Strona Główna AMERYKANY.COM
Tylko prawdziwe amerykańskie bryki, palenie gumy, bulgot V8 i cruzowanie ku zachodowi słońca!

FAQFAQ  SzukajSzukaj  UżytkownicyUżytkownicy  GrupyGrupy
RejestracjaRejestracja  ZalogujZaloguj  AlbumAlbum

Poprzedni temat «» Następny temat
Od zera do bohatera..czyli historia mojego Wranglera
Autor Wiadomość
Stebel 

Wiek: 45
Dołączył: 21 Paź 2012
Posty: 12
Skąd: NV, USA
Wysłany: 2012-10-22, 08:43   Od zera do bohatera..czyli historia mojego Wranglera

Wranglera kupilem w pazdzierniku 2004 roku. Jest to wersja Sahara z 2000 roku.

Przejezdzilem nim cala zime bez modyfikacji zbierajac kase i pomysly na rozbudowe.
Postanowilem zainstalowac lift zawieszenia Rubicon Express 3.5 cala Super Flex z amorkami OME

Tu porownanie nowyh i starych amorkow

Do kompletu z zawieszeniem doszly nowe kola z 35 calowymi oponami goodyear MT/R, a co za tym idzie musial byc wzmocniony uklad kierowniczy. Fabryczne czesci zastapilem zestawem Heavy duty firmy Currie.Na tej fotce jest porownania tego zestawu z fabrycznymi czesciami

Podnioslem tez bude i silnik o cal przy pomocy zestawu formu M.O.R.E.

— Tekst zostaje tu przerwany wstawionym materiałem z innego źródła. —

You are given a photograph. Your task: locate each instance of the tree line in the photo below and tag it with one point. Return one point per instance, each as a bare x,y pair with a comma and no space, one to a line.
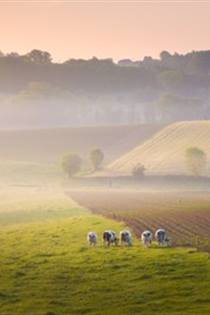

Dokupilem tez regulowane rozpinane laczniki stabilizatora przedniego firmy JKS

Przy okazji zainstalowalem tez oslony mostow firmy Warn i nowy stabilizator skretu.

W celu wzmocnienia progow zainstalowalem ochrony firmy Shrockworks ktore wczesniej musialem pomalowac

Operacja zmiany zawieszenia zajela mi 3 dni. Wszystko poszlo w miare gladko nie liczac kilku srub w ukladzie kierowniczym ktore nie bardzo chcialy sie odkrecic. Z pomoca przyszedl mlotek, wiertarka i flex :D

Kolejne fazy remontu :D


i efekt koncowy:

A tu obok Jeepa z fabrycznym zawieszeniem i 30 calowymi oponami:

Te zdjecia zostaly zrobione kilka tygodni po pierwszej fazie zmian w jeepie.

A to zdjecia z pierwszej proby wykrzyzu


Pierwszy test nowa zawiecha przeszla w kultowym dla wszystkich maniakow offroadu Moab.

Niestety wyprawa do Moab pokazala ze opuszczenie reduktora nie daje za wiele w walce z wibracjami i zdecydowalem dokupic zestaw SYE i nowy tylny wal CV do Toma Woodsa... do tego regulowane gorne tylne wahaczenowe i nowe mocowania amotryzatorow zeby ustawic odpowiedni kat tylnego mostu. Instalacja tego zestawu byla dziecinnie prosta i zajela mi okolo 4 godziny.

Nastepnie przyszedl czas na klatke...Zdecydowalem sie na produkt firmy RockHard...widzialem ja w akcji i czuje sie bezpiecznie wiedzac ze cos takiego mnie chroni.


Na jeepie pojawily sie rowniez blotniki Flat fenders zbudowane przez Spyder Customs oraz nowe kierunkowskazy LED wbudowane w przedni grill.


W miedzyczasie w ramach ciaglego udoskonalania dokupilem regulowane panhardy na przod i tyl, nowa oslone baku firmy Kilby, oslone silnika Warn(jest to jak do tej pory jedyny produkt ktorego nie polecam), nowy przedni zderzak"stinger" od spyder customs, tylny zderzak z mocowaniem na kolo zapasowe firmy LOD.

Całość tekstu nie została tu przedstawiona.